The Stanleys accuse company leadership of “uncontrolled spending without consequences,” “failure to maximize potential,” “poor hiring practices” and “lack of accountability.”

The nominees the Stanleys hope to block are John Held, Jacques Tortoroli, Thomas Lardieri and Alicia Morga. Should shareholders decide at their general meeting on Thursday to follow the Stanleys’ lead, Lynn Kehler and Angela McElwee would join the brothers in replacing the current nominees. Kehler is CW’s former chief financial officer, and McElwee is a former executive with Gaia Herbs Inc..

“Without urgent action today, the future of Charlotte’s Web is at risk. We call on the Charlotte’s Web Board and the four incumbent directors, who will fail to achieve majority support, to put shareholders first and to do the right thing by stepping down and avoid delaying change,” Joel Stanley said in a statement. “Shareholders have seen the value of their investments collapse and the stock price is trading at an all-time low. The company is in need of a refreshed board and we have the right people to take on the huge challenges that lie ahead, in order to restore shareholder value.”

If the board is reshaped, the Stanleys claim that Charlotte’s “will return to its roots of deeper engagement with industry and consumers, focus on regulatory action requirements, and improve cost structures. The Concerned Shareholders believe that innovation of new products and product categories should have been the company’s priority over the past four years and that the company’s existing resources must be deployed with far more calculated strategies from here forward.”

Among the “concerned shareholders,” the Stanleys said, is Major League Baseball, with which CW inked a sponsorship deal with Major League Baseball, making it the first CBD company to partner with a professional sports league.
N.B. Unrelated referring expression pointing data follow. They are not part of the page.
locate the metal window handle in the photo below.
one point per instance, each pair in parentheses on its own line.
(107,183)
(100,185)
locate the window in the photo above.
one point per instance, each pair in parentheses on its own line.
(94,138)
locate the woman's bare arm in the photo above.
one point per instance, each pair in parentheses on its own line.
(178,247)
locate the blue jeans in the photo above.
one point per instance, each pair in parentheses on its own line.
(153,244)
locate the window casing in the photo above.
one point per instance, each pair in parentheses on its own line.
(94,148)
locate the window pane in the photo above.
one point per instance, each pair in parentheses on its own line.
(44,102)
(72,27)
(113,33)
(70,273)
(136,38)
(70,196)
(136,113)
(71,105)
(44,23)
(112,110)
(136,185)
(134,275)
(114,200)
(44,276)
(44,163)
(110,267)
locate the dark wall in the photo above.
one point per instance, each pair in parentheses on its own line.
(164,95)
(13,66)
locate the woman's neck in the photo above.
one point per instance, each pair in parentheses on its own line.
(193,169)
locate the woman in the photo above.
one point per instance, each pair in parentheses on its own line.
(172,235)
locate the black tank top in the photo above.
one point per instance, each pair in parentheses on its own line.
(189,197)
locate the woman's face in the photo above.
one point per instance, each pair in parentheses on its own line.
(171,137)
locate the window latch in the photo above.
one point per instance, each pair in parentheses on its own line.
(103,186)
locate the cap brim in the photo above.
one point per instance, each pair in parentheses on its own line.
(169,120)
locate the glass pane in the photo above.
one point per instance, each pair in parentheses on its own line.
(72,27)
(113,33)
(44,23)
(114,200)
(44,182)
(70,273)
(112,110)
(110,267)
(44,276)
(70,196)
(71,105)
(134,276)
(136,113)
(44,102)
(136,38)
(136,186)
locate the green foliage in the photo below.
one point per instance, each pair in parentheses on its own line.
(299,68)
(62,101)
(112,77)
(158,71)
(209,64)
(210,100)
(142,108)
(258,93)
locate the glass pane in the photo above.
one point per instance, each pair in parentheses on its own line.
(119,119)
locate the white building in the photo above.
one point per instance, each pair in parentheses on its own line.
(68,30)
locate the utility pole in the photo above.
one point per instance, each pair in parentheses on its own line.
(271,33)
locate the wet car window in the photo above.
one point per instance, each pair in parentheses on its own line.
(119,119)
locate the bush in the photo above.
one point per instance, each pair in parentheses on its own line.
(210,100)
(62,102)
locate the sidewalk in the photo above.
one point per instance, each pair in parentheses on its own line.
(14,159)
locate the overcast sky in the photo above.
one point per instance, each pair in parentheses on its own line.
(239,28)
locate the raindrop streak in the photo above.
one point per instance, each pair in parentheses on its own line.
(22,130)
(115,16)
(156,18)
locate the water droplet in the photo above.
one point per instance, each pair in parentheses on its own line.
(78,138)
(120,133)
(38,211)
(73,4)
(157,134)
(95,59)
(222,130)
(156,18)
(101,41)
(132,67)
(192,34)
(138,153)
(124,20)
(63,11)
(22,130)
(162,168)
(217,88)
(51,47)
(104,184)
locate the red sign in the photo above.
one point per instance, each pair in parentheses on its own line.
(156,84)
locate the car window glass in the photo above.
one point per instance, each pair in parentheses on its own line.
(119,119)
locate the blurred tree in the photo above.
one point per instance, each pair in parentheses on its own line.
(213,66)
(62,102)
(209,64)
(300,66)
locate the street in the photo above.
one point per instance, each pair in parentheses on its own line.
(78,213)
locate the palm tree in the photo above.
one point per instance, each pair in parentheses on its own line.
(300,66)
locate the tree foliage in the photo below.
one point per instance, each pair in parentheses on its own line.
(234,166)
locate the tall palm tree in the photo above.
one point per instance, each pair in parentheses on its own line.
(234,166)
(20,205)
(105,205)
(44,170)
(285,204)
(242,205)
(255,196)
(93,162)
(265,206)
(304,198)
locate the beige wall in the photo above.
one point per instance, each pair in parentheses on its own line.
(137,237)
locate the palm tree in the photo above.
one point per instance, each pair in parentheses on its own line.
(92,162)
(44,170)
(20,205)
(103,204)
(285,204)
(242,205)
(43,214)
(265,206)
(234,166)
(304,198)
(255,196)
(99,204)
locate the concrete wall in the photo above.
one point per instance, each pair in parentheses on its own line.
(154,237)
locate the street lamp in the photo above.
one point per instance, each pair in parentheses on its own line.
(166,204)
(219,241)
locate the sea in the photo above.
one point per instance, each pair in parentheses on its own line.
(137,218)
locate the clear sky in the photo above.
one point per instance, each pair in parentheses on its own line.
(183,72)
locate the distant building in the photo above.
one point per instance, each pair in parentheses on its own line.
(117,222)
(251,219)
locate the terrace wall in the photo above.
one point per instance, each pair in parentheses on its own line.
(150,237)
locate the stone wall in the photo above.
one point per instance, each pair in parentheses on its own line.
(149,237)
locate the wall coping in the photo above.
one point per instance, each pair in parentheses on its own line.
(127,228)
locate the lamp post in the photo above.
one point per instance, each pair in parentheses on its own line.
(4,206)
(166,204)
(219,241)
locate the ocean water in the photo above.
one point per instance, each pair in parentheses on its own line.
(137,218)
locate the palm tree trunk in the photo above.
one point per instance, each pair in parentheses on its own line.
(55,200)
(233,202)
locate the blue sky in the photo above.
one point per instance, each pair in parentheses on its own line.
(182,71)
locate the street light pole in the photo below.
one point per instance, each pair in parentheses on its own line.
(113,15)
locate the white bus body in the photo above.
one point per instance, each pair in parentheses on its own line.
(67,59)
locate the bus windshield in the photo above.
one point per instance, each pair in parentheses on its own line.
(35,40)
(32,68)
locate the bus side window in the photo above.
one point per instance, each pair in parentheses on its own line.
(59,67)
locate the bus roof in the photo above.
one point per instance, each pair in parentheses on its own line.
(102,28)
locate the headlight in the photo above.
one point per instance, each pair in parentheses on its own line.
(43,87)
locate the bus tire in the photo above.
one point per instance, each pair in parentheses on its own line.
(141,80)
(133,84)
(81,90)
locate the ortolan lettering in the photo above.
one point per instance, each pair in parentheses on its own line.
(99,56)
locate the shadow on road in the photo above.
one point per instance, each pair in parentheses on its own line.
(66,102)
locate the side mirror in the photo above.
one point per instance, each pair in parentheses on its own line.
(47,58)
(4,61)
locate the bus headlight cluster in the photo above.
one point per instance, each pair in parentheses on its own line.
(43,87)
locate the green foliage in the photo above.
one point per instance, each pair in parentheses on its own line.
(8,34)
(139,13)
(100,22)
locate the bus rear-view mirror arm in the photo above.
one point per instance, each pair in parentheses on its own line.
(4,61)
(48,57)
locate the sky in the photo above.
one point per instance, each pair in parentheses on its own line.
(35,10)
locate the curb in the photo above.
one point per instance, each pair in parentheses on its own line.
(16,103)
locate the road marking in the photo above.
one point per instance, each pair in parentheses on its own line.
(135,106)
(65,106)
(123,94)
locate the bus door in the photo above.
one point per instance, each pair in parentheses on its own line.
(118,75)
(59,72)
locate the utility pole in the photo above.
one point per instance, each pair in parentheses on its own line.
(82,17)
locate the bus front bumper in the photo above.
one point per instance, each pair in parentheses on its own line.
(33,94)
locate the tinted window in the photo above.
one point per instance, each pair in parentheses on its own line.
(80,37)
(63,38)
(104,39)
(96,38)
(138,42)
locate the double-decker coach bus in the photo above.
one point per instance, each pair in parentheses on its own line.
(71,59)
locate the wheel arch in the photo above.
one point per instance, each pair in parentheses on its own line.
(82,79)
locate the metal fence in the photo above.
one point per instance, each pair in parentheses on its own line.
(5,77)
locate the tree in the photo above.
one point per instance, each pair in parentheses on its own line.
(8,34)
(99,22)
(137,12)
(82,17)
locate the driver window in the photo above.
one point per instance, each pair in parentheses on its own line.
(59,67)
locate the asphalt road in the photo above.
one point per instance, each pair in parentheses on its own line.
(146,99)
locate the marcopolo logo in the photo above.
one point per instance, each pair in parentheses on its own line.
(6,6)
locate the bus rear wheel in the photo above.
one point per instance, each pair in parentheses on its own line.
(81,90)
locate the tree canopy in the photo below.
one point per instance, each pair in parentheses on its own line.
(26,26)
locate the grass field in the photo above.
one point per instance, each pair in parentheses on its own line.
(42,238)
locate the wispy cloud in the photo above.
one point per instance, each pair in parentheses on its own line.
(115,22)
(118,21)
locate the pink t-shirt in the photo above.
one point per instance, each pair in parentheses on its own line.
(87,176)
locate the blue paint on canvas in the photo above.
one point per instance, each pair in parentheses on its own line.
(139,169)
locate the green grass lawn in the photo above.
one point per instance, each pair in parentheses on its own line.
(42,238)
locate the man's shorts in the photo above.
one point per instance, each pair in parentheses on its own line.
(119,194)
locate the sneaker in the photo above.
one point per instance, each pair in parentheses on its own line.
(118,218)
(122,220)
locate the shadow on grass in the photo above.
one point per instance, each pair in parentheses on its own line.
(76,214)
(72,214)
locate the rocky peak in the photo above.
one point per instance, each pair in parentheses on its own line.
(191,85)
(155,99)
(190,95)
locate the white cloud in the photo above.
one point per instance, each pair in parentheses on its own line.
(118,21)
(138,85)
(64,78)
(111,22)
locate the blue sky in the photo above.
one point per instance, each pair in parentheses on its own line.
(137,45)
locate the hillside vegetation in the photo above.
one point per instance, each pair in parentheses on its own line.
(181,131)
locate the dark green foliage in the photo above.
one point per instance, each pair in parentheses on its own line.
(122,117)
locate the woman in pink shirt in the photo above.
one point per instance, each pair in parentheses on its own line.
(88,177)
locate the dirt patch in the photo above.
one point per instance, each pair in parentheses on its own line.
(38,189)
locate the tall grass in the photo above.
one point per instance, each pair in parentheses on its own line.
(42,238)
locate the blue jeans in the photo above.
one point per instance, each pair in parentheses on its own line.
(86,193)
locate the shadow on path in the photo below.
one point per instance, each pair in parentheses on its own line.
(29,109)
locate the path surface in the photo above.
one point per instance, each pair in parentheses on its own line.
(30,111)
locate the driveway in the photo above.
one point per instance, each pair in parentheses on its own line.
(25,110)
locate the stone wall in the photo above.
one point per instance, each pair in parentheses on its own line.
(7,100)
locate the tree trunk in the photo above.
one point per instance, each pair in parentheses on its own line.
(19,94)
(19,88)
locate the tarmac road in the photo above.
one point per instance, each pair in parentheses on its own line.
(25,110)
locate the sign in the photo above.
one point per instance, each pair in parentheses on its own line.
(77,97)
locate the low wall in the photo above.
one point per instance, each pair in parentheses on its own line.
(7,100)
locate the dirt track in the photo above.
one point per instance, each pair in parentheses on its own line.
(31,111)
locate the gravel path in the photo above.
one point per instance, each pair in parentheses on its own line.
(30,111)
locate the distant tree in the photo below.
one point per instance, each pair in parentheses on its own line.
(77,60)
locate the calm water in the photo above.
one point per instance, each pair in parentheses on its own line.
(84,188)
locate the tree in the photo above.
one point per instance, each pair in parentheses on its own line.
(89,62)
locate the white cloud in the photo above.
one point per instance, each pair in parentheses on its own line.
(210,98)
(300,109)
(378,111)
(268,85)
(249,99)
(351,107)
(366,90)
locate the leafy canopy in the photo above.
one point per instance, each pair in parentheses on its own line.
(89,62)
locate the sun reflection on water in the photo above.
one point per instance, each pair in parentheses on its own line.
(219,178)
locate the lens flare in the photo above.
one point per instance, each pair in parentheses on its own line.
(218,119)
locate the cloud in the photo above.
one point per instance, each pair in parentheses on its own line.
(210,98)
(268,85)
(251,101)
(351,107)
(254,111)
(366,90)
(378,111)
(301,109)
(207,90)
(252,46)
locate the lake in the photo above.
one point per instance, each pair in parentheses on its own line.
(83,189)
Simultaneously, the company launched a line of sports products starting with Daily Edge, a CBD tincture that underwent strict testing and was uniquely designed to adhere to MLB’s banned substances policy.

In response to the Stanleys’ letter, Charlotte’s Web’s board Tuesday said in a news release that “Joel and Jesse’s demands generally, and the timing specifically, are ‎designed to circumvent the procedures and processes in place to protect shareholders and allow them to make an ‎informed decision with respect to the election of directors.”

A board shakeup would “effectively hand control of the Company to individuals of which at least two have significant conflicts of interest and who have ‎elected to avoid appropriate vetting procedures,” the release said. “Such procedures are designed ‎to, among other things, protect shareholders from conflicts of interest.‎”

The existing board members’ release did not specify those alleged conflicts of interest.

Lucas High
A Maryland native, Lucas has worked at news agencies from Wyoming to South Carolina before putting roots down in Colorado.